"It is very doubtful that what is called Bloomsbury ever existed, but for the purposes of this lecture I have to pretend that it did," said English novelist David Garnett, lecturing on "Virginia Woolf and Bloomsbury." A younger member of the group of English writers, theorists and artists who gathered in the London district called Bloomsbury in the early 20th century that included Lytton Strachey, Maynard Keynes, Virginia and Leonard Woolf and Virginia Woolf's sister Vanessa and her husband, the artist Clive Bell, Garnett gained wide acclaim for his novel Lady into Fox, which won the James Tait Black Memorial Prize for fiction in 1922.

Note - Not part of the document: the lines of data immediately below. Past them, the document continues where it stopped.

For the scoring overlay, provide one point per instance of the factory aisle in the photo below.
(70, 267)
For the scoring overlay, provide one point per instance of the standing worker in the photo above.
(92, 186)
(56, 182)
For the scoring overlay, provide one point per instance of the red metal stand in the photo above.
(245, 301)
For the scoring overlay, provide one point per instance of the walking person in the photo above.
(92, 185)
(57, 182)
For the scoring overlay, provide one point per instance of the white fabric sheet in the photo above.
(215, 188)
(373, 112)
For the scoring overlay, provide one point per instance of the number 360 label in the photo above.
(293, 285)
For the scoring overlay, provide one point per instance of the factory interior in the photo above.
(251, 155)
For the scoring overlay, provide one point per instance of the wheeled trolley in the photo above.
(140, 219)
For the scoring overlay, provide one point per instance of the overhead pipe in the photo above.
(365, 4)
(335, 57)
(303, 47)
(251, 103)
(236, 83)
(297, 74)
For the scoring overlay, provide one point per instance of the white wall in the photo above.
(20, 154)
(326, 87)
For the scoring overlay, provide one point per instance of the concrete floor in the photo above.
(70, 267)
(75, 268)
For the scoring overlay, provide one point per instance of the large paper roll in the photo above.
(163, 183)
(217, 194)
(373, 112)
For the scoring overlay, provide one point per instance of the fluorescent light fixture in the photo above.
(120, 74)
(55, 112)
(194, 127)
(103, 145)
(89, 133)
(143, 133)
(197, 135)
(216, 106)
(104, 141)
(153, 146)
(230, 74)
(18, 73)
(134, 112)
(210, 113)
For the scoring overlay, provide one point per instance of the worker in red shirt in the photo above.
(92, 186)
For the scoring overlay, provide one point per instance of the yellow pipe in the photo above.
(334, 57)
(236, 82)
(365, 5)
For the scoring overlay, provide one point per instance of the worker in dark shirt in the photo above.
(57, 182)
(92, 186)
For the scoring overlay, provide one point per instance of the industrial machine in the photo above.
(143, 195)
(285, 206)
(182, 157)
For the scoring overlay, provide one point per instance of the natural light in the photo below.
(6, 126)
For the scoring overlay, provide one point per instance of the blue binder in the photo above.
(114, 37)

In what Tona Johnston '68 called in The Miscellany News "a delightful and exceptional evening," Garnett spoke of the interests and eccentricities of the diverse group of intellectuals, ranging from pacificism, condemnation of snobbery and sexual freedom to the economist Keynes's habit of inviting those who wished to speak with him about his ideas to do so as he was taking his bath and to Virginia Woolf's little-known "delight in lampooning herself." About Woolf he said, "By the time I got to know her well, she'd suffered much and was already almost middle-aged," adding that "Everything she described was a unique experience; she never generalized, always particularized.... I was trying to write, too, making feeble experiments, and my goodness, it was exciting to read Virginia!"